Re: I Can Forgive A Man That Cheats On Me But Never A Man That Gives Me Disease by EyeofHorus: 7:36pm On Oct 12, 2016
2dugged:
I have tried so hard to convince myself that maybe it's just my environment, maybe there are faithful married men in other parts of the country. 95 % of married Nigerian men cheat on their wives atleast once, while from the 5%, 3% have not cheated because the opportunity has not presented itself yet, and only 2% are actually faithful to their wives. I often hear statements like "men are naturally polygamous", a nairalander once said "if you can't bear your husband cheating on you,then don't get married", but I ask myself just how much do you have to bear?, a distant relative lost her life because her husband infected her with hiv, she knew he was philandering, but what could she do?,now both her and her husband are dead, it's been years, sometimes I see the kids and i just feel awful, if a man cheats, women have always have that big heart to forgive and move on,but when a man gives his wife disease, it means that man not only lacks self control but is STUPID as well

Your post brought uncontrollable tears to my eyes.
I've lost two persons dear to me and I'm about to loose another on deathbed, just like that. All in one year.

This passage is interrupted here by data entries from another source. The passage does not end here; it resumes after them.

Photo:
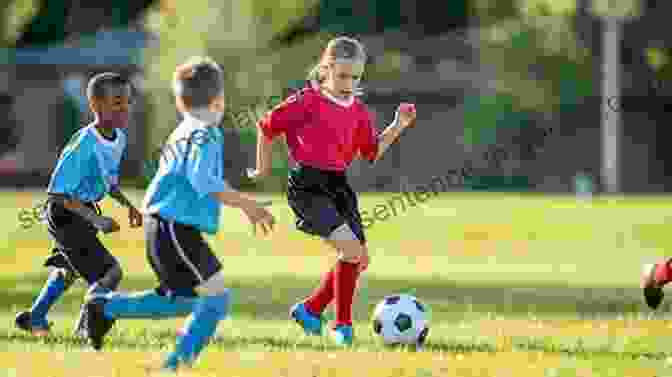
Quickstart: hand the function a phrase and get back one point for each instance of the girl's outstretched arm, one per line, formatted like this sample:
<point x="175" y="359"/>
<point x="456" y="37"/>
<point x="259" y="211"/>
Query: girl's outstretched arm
<point x="405" y="117"/>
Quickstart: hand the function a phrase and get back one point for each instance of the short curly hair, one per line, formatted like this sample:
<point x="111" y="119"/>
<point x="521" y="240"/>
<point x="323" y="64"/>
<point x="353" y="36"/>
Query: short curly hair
<point x="198" y="81"/>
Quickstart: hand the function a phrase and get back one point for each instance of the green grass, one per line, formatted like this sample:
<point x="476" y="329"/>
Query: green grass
<point x="518" y="285"/>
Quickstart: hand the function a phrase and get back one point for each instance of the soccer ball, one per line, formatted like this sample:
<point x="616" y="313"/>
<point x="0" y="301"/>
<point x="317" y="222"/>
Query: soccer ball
<point x="401" y="319"/>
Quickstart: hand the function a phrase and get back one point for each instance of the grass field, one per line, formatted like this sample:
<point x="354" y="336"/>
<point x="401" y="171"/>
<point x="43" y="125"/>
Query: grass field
<point x="517" y="286"/>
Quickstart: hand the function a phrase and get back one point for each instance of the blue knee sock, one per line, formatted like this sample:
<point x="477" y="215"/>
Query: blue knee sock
<point x="53" y="289"/>
<point x="147" y="304"/>
<point x="200" y="327"/>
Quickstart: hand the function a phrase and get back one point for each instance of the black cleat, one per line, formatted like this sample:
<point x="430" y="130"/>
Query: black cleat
<point x="653" y="290"/>
<point x="97" y="325"/>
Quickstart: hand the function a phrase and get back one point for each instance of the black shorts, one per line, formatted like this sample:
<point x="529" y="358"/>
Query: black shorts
<point x="322" y="201"/>
<point x="77" y="245"/>
<point x="178" y="254"/>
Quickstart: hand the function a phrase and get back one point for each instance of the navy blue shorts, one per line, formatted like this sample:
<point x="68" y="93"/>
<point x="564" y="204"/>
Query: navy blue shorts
<point x="179" y="256"/>
<point x="77" y="245"/>
<point x="322" y="201"/>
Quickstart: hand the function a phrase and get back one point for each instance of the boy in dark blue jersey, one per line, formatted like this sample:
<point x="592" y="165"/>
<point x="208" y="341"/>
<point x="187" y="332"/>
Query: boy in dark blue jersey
<point x="87" y="170"/>
<point x="182" y="202"/>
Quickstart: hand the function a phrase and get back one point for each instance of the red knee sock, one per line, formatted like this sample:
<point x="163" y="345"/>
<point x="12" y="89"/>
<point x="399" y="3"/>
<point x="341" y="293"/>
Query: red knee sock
<point x="322" y="296"/>
<point x="663" y="272"/>
<point x="345" y="282"/>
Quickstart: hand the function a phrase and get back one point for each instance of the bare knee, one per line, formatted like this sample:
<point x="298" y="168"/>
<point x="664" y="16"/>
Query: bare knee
<point x="348" y="251"/>
<point x="349" y="247"/>
<point x="214" y="286"/>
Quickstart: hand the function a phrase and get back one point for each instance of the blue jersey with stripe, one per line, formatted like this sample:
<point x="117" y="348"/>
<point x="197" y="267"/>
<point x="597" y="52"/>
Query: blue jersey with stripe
<point x="88" y="167"/>
<point x="191" y="167"/>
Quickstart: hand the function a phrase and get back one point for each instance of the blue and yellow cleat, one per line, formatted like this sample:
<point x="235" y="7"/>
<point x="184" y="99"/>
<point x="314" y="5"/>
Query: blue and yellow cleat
<point x="37" y="327"/>
<point x="311" y="324"/>
<point x="342" y="335"/>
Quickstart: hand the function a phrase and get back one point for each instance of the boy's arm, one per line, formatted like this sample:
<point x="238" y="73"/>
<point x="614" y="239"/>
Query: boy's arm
<point x="134" y="216"/>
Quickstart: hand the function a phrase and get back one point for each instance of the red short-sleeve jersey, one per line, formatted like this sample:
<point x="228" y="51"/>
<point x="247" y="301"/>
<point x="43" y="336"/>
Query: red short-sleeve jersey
<point x="322" y="133"/>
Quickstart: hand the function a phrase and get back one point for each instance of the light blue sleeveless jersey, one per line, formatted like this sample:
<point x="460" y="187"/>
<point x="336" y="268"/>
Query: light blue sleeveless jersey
<point x="88" y="167"/>
<point x="191" y="167"/>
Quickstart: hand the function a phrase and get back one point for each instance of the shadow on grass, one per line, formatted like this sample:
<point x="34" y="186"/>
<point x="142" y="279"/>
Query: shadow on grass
<point x="271" y="298"/>
<point x="166" y="340"/>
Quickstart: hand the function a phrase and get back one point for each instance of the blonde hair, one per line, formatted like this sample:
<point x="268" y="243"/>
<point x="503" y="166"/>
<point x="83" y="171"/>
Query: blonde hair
<point x="338" y="50"/>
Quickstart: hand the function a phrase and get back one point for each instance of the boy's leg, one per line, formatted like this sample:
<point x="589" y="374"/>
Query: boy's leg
<point x="191" y="278"/>
<point x="61" y="277"/>
<point x="99" y="268"/>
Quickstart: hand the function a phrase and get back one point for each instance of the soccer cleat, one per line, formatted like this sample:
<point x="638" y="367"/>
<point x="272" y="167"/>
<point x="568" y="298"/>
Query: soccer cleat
<point x="24" y="321"/>
<point x="311" y="324"/>
<point x="96" y="324"/>
<point x="80" y="325"/>
<point x="342" y="335"/>
<point x="652" y="285"/>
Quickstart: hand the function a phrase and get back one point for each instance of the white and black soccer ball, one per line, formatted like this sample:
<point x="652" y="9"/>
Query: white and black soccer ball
<point x="401" y="319"/>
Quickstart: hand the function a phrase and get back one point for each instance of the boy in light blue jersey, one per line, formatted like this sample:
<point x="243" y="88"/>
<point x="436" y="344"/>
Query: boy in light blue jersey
<point x="87" y="170"/>
<point x="182" y="202"/>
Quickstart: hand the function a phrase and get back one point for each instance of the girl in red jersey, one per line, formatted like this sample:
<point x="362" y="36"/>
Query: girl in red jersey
<point x="326" y="127"/>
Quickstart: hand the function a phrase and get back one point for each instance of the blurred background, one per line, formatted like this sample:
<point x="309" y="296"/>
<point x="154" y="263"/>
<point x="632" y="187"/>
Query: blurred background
<point x="556" y="96"/>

Fvck what society thinks, I don't think I can ever get married that's why I worked so hard to become financially independent.

They just don't have the heart to leave. So sad

3 Likes

Re: I Can Forgive A Man That Cheats On Me But Never A Man That Gives Me Disease by Kyllahmc(m): 7:36pm On Oct 12, 2016
My advise is, try to sturdy your partner before you start thinking about getting married to him/her... Any cheating threats found should be a red flag... Cos once a cheat is always a cheat.. Dont hope for them to change when you marry them, whatever made them cheat on you in the past is capable of making them cheat again. Some people's sexual desire is stronger than their self control. OKAY A WORD IS ENOUGH FOR THE WISE.

1 Like

Re: I Can Forgive A Man That Cheats On Me But Never A Man That Gives Me Disease by Nobody: 7:38pm On Oct 12, 2016
2dugged:
you seem not to understand, I said at one time have has an affair, how many Nigerian men can swear that since they married their wives they have not slept with another woman even if it was a one time thing, that's my point, and that is where I got my statistics from
you are very d*ft. *no apologies* you got your statistics from a survey you do not have answers too. So you asked a question, how many married men have answered your question? You post is no fact, it is only an assumption based on your own experiences which perhaps is not what's obtainable with others.